Wij voerden hier dezelfde statistische testen uit als is gebeurd in 4.3.1.2. Voor zowel de MAE als de MPE kunnen wij geen uitspraken doen. Naast dat de waarde erg kleine verschillen vertonen, is de dataset ook erg klein waardoor wij niet mogen stellen dat er verschillen zijn.

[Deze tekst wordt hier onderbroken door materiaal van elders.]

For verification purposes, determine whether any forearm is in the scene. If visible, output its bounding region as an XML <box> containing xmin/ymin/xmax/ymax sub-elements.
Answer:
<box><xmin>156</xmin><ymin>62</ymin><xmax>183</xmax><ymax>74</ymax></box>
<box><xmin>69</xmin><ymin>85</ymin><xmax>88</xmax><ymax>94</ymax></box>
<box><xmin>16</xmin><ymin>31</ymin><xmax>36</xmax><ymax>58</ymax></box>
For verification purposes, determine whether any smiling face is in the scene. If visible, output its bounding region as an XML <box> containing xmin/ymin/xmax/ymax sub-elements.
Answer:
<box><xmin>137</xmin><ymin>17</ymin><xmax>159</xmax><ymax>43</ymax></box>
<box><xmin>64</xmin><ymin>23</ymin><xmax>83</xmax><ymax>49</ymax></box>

5.3.2 – Vergelijking nauwkeurigheid met huidige werkwijze

Ondanks dat de werkwijze die op het moment in het Borstcentrum JBZ wordt gebruikt, niet tot een van de voorspellingstheorieën behoort, wil dit nog niet zeggen dat de best fit uit de theorie ook daadwerkelijk een vooruitgang is. Daarom maken wij ook de vergelijking met de huidige methode. Wij vergelijken enkel ‘Seizoen’ ondanks dat er niet aangetoond is dat deze waarden beter zijn dan die van ‘Regressie’. De waarden zijn in Tabel 4 naast elkaar gezet.

Tabel 2

Huidig Seizoen

MAE 7,6263 2,5831

MPE 1,5113 0,62451

Gebruik makend van dezelfde statistiek kunnen wij hier wel duidelijk stellen dat beide waarden, dus zowel de MAE als de MPE, een verbetering zijn van de huidige methode.

5.4 – Conclusie

Voor het bepalen van een geschikt causaal model hebben wij relatief weinig data tot onze beschikking. Voor het bepalen van de natuurlijke regressie zijn er slechts 65 weken bekend hierdoor waardoor het bepalen van juiste parameters en het maken van een geschikte keuzen erg lastig is. Uit de data die wij hebben blijkt wel dat wij door middel van regressie analyse in combinatie met de seizoensinvloeden de beste resultaten krijgen. Dit blijft echter discutabel. Voor logische regressie hebben wij verder weinig data, wat

het onmogelijk maakt om daar conclusies uit te trekken. Wel lijkt het potentie te hebben wat het interessant maakt om dit in de toekomst wel mee te nemen. Dit geldt overigens ook voor de natuurlijke regressie, wanneer men hier harde uitspraken over wil doen, zal er meer data over moeten worden verzameld.